I feel so amazingly lucky to have experienced this beautiful valley, and couldn't believe how fortunate we were that the road descended down to the rocks and promised to escort us through the maze.
As we descended, the green-gray of trees along the banks of a river wound through the immobile rocks like a river themselves, lively and flexible.
Rich, deep colored rocks endlessly rose from every side of the curves in the road, presenting us with arches and striations and overhangs.
At one point, the sky clouded up which somewhat dimmed the colors, but did nothing to diminish the beauty around us.
Toward the end of our journey among the rocks, we were able to pull over and photograph the canyon that had been flowing alongside the road for miles.
B was driving at this point, and the road fell away several times to a sheer drop into the canyon. It was funny watching him try to keep his eyes on the road as I did everything I could to crane my neck and look into its depths.

Not to be outdone by itself, Route 12 wound us back up out of the maze and shortly thereafter had us ascending a mountain. We found ourselves again surrounded by snow drifts 3 to 5 feet high, similar to Bryce Canyon, but this time the snow was smooth and barely interrupted. The only vegetation we could see was stands of aspens, and we later learned that there had been a forest fire on that mountain recently and the plant life was just beginning to repopulate.

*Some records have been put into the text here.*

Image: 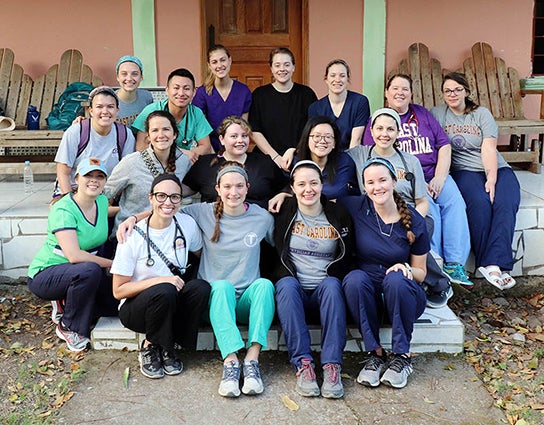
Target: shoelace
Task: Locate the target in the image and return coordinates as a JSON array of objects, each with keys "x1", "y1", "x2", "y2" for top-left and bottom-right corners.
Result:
[
  {"x1": 389, "y1": 355, "x2": 410, "y2": 373},
  {"x1": 297, "y1": 360, "x2": 316, "y2": 381},
  {"x1": 223, "y1": 362, "x2": 240, "y2": 381},
  {"x1": 244, "y1": 360, "x2": 261, "y2": 379},
  {"x1": 323, "y1": 363, "x2": 340, "y2": 384},
  {"x1": 364, "y1": 354, "x2": 383, "y2": 370}
]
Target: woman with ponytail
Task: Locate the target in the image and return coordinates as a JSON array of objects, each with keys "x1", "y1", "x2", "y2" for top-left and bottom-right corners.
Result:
[
  {"x1": 183, "y1": 161, "x2": 275, "y2": 397},
  {"x1": 104, "y1": 110, "x2": 191, "y2": 238},
  {"x1": 340, "y1": 158, "x2": 429, "y2": 388},
  {"x1": 192, "y1": 44, "x2": 251, "y2": 152}
]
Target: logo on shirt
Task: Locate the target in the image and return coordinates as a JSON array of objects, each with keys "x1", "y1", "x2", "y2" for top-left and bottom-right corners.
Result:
[{"x1": 244, "y1": 232, "x2": 259, "y2": 248}]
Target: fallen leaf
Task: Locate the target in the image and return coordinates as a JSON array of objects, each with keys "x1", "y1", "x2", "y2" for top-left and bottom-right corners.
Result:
[{"x1": 281, "y1": 395, "x2": 299, "y2": 412}]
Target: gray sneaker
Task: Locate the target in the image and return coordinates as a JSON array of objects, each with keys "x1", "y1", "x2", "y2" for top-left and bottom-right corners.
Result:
[
  {"x1": 242, "y1": 360, "x2": 264, "y2": 395},
  {"x1": 219, "y1": 362, "x2": 240, "y2": 397},
  {"x1": 357, "y1": 351, "x2": 387, "y2": 387},
  {"x1": 161, "y1": 347, "x2": 183, "y2": 375},
  {"x1": 321, "y1": 363, "x2": 344, "y2": 398},
  {"x1": 381, "y1": 354, "x2": 414, "y2": 388},
  {"x1": 297, "y1": 359, "x2": 320, "y2": 397},
  {"x1": 138, "y1": 341, "x2": 164, "y2": 379}
]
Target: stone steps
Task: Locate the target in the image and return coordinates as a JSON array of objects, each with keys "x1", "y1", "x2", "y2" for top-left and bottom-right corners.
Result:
[{"x1": 91, "y1": 307, "x2": 465, "y2": 353}]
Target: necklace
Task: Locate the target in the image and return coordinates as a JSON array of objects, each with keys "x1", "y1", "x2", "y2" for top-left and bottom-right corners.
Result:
[{"x1": 374, "y1": 211, "x2": 395, "y2": 238}]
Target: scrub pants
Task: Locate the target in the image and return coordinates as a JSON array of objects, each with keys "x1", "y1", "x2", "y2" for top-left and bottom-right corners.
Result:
[
  {"x1": 427, "y1": 176, "x2": 470, "y2": 265},
  {"x1": 210, "y1": 278, "x2": 275, "y2": 359},
  {"x1": 342, "y1": 270, "x2": 426, "y2": 354},
  {"x1": 276, "y1": 276, "x2": 346, "y2": 370},
  {"x1": 28, "y1": 262, "x2": 119, "y2": 338},
  {"x1": 119, "y1": 279, "x2": 211, "y2": 351},
  {"x1": 452, "y1": 167, "x2": 520, "y2": 270}
]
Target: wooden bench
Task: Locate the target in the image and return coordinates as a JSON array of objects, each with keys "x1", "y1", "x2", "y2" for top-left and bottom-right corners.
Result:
[
  {"x1": 0, "y1": 48, "x2": 103, "y2": 174},
  {"x1": 389, "y1": 42, "x2": 544, "y2": 173}
]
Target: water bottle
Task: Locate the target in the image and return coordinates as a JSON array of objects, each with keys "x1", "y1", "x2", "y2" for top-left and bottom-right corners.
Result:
[
  {"x1": 26, "y1": 105, "x2": 40, "y2": 130},
  {"x1": 23, "y1": 161, "x2": 34, "y2": 193}
]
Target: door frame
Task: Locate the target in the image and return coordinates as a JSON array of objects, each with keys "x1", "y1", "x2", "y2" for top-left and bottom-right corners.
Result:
[{"x1": 200, "y1": 0, "x2": 310, "y2": 85}]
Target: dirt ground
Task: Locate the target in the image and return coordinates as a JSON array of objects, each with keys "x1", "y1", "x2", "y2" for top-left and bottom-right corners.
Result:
[{"x1": 0, "y1": 278, "x2": 544, "y2": 425}]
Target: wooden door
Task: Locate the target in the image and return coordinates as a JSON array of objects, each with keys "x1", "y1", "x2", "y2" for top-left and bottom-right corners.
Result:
[{"x1": 203, "y1": 0, "x2": 306, "y2": 91}]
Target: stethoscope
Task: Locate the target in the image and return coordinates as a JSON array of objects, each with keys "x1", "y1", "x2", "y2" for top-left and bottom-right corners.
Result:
[{"x1": 145, "y1": 216, "x2": 186, "y2": 267}]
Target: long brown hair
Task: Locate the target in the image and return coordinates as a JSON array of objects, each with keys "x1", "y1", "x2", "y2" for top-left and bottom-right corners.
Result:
[
  {"x1": 203, "y1": 44, "x2": 230, "y2": 96},
  {"x1": 210, "y1": 161, "x2": 248, "y2": 242},
  {"x1": 145, "y1": 109, "x2": 179, "y2": 173}
]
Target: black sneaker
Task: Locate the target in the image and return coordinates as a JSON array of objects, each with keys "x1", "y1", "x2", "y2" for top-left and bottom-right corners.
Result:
[
  {"x1": 357, "y1": 351, "x2": 387, "y2": 387},
  {"x1": 426, "y1": 285, "x2": 453, "y2": 308},
  {"x1": 138, "y1": 341, "x2": 164, "y2": 379},
  {"x1": 161, "y1": 347, "x2": 183, "y2": 375},
  {"x1": 381, "y1": 354, "x2": 414, "y2": 388}
]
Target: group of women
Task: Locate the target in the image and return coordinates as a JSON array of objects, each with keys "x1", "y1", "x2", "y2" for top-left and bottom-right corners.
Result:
[{"x1": 29, "y1": 46, "x2": 519, "y2": 398}]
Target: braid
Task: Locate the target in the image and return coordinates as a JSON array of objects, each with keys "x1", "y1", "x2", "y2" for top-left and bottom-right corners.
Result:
[
  {"x1": 166, "y1": 142, "x2": 178, "y2": 173},
  {"x1": 393, "y1": 190, "x2": 416, "y2": 245},
  {"x1": 210, "y1": 196, "x2": 223, "y2": 242}
]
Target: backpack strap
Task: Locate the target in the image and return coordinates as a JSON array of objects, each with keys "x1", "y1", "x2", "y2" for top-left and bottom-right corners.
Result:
[
  {"x1": 76, "y1": 118, "x2": 127, "y2": 161},
  {"x1": 76, "y1": 118, "x2": 91, "y2": 158}
]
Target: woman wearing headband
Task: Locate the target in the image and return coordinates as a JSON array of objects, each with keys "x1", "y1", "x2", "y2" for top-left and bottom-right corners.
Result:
[
  {"x1": 111, "y1": 174, "x2": 210, "y2": 378},
  {"x1": 274, "y1": 160, "x2": 353, "y2": 398},
  {"x1": 28, "y1": 158, "x2": 117, "y2": 351},
  {"x1": 340, "y1": 158, "x2": 429, "y2": 388},
  {"x1": 183, "y1": 161, "x2": 274, "y2": 397},
  {"x1": 431, "y1": 72, "x2": 520, "y2": 290},
  {"x1": 363, "y1": 74, "x2": 474, "y2": 288}
]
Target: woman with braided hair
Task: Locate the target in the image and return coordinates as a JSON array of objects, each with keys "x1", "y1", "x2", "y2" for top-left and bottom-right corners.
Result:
[
  {"x1": 183, "y1": 161, "x2": 275, "y2": 397},
  {"x1": 104, "y1": 110, "x2": 191, "y2": 235},
  {"x1": 339, "y1": 157, "x2": 429, "y2": 388}
]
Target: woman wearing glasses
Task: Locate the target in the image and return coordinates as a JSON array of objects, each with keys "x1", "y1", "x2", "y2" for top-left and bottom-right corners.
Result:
[
  {"x1": 111, "y1": 174, "x2": 210, "y2": 378},
  {"x1": 104, "y1": 110, "x2": 191, "y2": 236},
  {"x1": 363, "y1": 74, "x2": 474, "y2": 288},
  {"x1": 431, "y1": 72, "x2": 520, "y2": 289},
  {"x1": 269, "y1": 115, "x2": 361, "y2": 212}
]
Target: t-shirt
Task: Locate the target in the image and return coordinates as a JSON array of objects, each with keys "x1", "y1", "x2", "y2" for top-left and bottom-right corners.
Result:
[
  {"x1": 431, "y1": 104, "x2": 510, "y2": 171},
  {"x1": 308, "y1": 90, "x2": 370, "y2": 150},
  {"x1": 191, "y1": 80, "x2": 251, "y2": 152},
  {"x1": 55, "y1": 123, "x2": 135, "y2": 186},
  {"x1": 117, "y1": 89, "x2": 153, "y2": 127},
  {"x1": 110, "y1": 213, "x2": 202, "y2": 304},
  {"x1": 183, "y1": 203, "x2": 274, "y2": 297},
  {"x1": 28, "y1": 193, "x2": 108, "y2": 278},
  {"x1": 183, "y1": 152, "x2": 287, "y2": 208},
  {"x1": 289, "y1": 210, "x2": 340, "y2": 290},
  {"x1": 347, "y1": 145, "x2": 427, "y2": 206},
  {"x1": 249, "y1": 83, "x2": 317, "y2": 155},
  {"x1": 339, "y1": 195, "x2": 430, "y2": 283},
  {"x1": 104, "y1": 146, "x2": 191, "y2": 235},
  {"x1": 132, "y1": 99, "x2": 212, "y2": 149},
  {"x1": 363, "y1": 104, "x2": 450, "y2": 182}
]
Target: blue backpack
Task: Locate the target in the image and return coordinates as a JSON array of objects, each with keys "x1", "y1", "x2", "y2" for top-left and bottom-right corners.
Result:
[{"x1": 47, "y1": 82, "x2": 94, "y2": 130}]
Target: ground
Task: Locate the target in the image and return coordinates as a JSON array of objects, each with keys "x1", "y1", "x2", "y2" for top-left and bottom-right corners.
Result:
[{"x1": 0, "y1": 278, "x2": 544, "y2": 425}]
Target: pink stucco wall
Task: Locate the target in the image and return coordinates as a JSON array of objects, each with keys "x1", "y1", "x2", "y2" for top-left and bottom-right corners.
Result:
[
  {"x1": 308, "y1": 0, "x2": 363, "y2": 97},
  {"x1": 386, "y1": 0, "x2": 539, "y2": 118}
]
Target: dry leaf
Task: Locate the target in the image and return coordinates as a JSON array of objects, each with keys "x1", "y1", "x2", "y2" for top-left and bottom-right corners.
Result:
[{"x1": 281, "y1": 395, "x2": 299, "y2": 412}]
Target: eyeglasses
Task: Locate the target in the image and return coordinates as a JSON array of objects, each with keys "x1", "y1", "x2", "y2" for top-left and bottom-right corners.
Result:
[
  {"x1": 444, "y1": 87, "x2": 465, "y2": 96},
  {"x1": 151, "y1": 192, "x2": 181, "y2": 204},
  {"x1": 310, "y1": 134, "x2": 334, "y2": 143}
]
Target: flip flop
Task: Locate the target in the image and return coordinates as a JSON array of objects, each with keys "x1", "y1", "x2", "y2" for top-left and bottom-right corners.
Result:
[
  {"x1": 478, "y1": 266, "x2": 506, "y2": 291},
  {"x1": 501, "y1": 272, "x2": 517, "y2": 289}
]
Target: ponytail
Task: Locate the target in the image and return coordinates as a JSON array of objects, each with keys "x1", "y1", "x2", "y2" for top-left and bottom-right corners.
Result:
[{"x1": 393, "y1": 191, "x2": 416, "y2": 245}]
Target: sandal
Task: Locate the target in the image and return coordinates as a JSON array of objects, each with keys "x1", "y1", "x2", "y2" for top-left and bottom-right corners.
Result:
[
  {"x1": 478, "y1": 266, "x2": 506, "y2": 291},
  {"x1": 501, "y1": 272, "x2": 517, "y2": 289}
]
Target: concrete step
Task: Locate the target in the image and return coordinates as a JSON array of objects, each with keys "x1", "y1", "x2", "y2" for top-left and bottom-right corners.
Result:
[{"x1": 91, "y1": 307, "x2": 465, "y2": 353}]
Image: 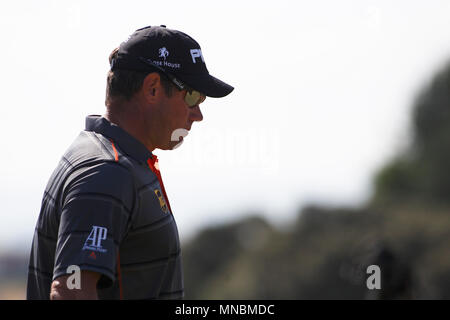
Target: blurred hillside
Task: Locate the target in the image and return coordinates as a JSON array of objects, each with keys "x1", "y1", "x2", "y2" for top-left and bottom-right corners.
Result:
[
  {"x1": 0, "y1": 58, "x2": 450, "y2": 299},
  {"x1": 183, "y1": 59, "x2": 450, "y2": 299}
]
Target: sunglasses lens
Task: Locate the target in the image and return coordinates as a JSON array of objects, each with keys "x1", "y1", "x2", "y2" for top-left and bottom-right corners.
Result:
[{"x1": 184, "y1": 90, "x2": 205, "y2": 107}]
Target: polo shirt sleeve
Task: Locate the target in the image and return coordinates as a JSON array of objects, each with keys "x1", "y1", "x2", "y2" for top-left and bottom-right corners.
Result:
[{"x1": 53, "y1": 162, "x2": 135, "y2": 288}]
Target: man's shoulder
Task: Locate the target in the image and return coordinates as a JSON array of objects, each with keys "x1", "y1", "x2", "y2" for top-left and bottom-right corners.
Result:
[{"x1": 64, "y1": 131, "x2": 116, "y2": 166}]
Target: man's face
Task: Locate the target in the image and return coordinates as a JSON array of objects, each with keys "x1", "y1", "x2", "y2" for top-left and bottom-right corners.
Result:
[{"x1": 158, "y1": 88, "x2": 203, "y2": 150}]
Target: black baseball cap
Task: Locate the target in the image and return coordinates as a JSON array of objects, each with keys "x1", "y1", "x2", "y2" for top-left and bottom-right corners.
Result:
[{"x1": 111, "y1": 25, "x2": 234, "y2": 98}]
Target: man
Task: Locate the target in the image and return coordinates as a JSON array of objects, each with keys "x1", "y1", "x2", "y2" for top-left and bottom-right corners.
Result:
[{"x1": 27, "y1": 26, "x2": 233, "y2": 299}]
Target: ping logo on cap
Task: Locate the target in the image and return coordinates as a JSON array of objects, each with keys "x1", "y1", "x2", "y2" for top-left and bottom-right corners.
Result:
[
  {"x1": 159, "y1": 47, "x2": 169, "y2": 60},
  {"x1": 191, "y1": 49, "x2": 205, "y2": 63}
]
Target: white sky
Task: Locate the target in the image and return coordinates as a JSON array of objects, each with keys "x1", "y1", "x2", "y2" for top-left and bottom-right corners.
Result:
[{"x1": 0, "y1": 0, "x2": 450, "y2": 254}]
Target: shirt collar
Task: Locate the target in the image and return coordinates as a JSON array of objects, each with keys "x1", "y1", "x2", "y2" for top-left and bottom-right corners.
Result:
[{"x1": 85, "y1": 115, "x2": 153, "y2": 163}]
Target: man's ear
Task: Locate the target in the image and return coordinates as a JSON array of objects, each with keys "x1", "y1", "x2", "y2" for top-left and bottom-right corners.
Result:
[{"x1": 141, "y1": 72, "x2": 162, "y2": 103}]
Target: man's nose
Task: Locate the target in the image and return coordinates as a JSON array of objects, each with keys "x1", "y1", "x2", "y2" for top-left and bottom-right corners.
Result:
[{"x1": 190, "y1": 105, "x2": 203, "y2": 121}]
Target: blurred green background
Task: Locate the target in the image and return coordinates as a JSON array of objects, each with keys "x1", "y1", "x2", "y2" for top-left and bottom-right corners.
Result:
[{"x1": 0, "y1": 58, "x2": 450, "y2": 299}]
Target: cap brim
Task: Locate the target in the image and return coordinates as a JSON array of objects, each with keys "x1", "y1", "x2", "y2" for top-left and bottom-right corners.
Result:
[{"x1": 177, "y1": 74, "x2": 234, "y2": 98}]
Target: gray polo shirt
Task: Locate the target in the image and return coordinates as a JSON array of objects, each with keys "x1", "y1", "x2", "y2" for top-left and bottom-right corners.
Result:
[{"x1": 27, "y1": 116, "x2": 184, "y2": 299}]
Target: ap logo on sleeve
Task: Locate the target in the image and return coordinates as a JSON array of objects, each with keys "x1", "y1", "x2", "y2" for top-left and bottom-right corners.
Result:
[{"x1": 83, "y1": 226, "x2": 108, "y2": 252}]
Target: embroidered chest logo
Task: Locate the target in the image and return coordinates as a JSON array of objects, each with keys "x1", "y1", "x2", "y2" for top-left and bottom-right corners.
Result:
[
  {"x1": 155, "y1": 189, "x2": 169, "y2": 213},
  {"x1": 83, "y1": 226, "x2": 108, "y2": 252}
]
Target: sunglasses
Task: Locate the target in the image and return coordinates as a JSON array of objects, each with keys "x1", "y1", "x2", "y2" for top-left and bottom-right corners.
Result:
[{"x1": 140, "y1": 57, "x2": 206, "y2": 108}]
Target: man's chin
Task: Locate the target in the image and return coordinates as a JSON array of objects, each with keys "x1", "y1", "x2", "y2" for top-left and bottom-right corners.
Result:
[{"x1": 165, "y1": 137, "x2": 183, "y2": 150}]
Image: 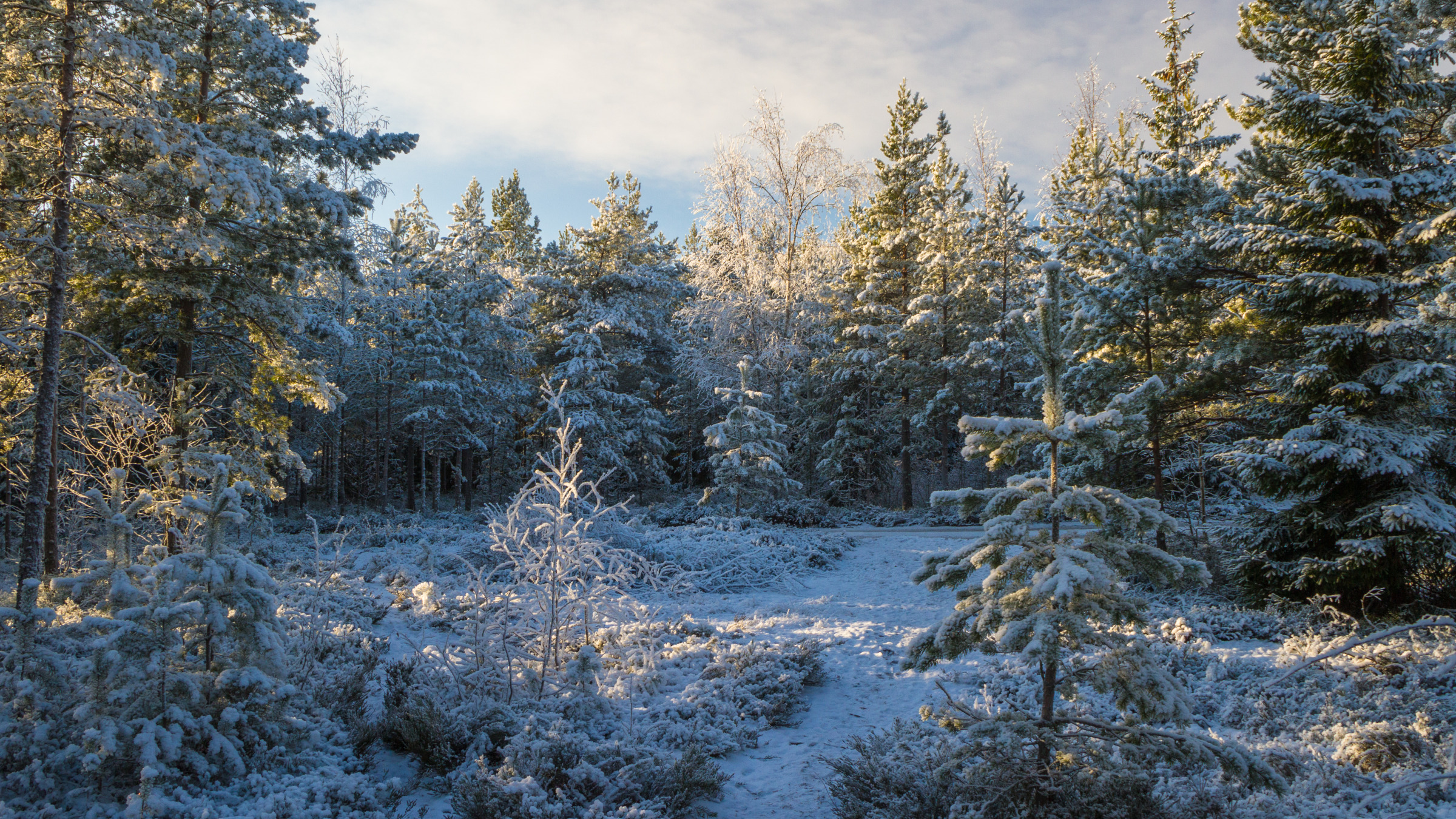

The views from the mountain were absolutely incredible, and I was amazed by how my mind was blown again and again by this raw, awesome earth I was traversing. We could see rocks from the Capital Reef National Monument area, our destination for the next day.
We stayed just outside of Torrey, UT., and went for a little drive through the town once we were settled in. There were some neat buildings in town, including the Torrey Inn which used to be an old school building. The town was a little creepy, probably because it was old and a bit run down, and I half hoped and half feared seeing a ghost in one of the inn's windows. Unfortunately (or fortunately as I might have passed out...), none showed themselves.
This is the original old Torrey Schoolhouse. You can see the Torrey Inn in the distance, on the left hand side of the photograph:
The winds in town were fierce, and we learned that there was a big storm moving in with the potential for dropping several inches of snow. The air still had a sharp bite that warned me that winter wasn't over yet.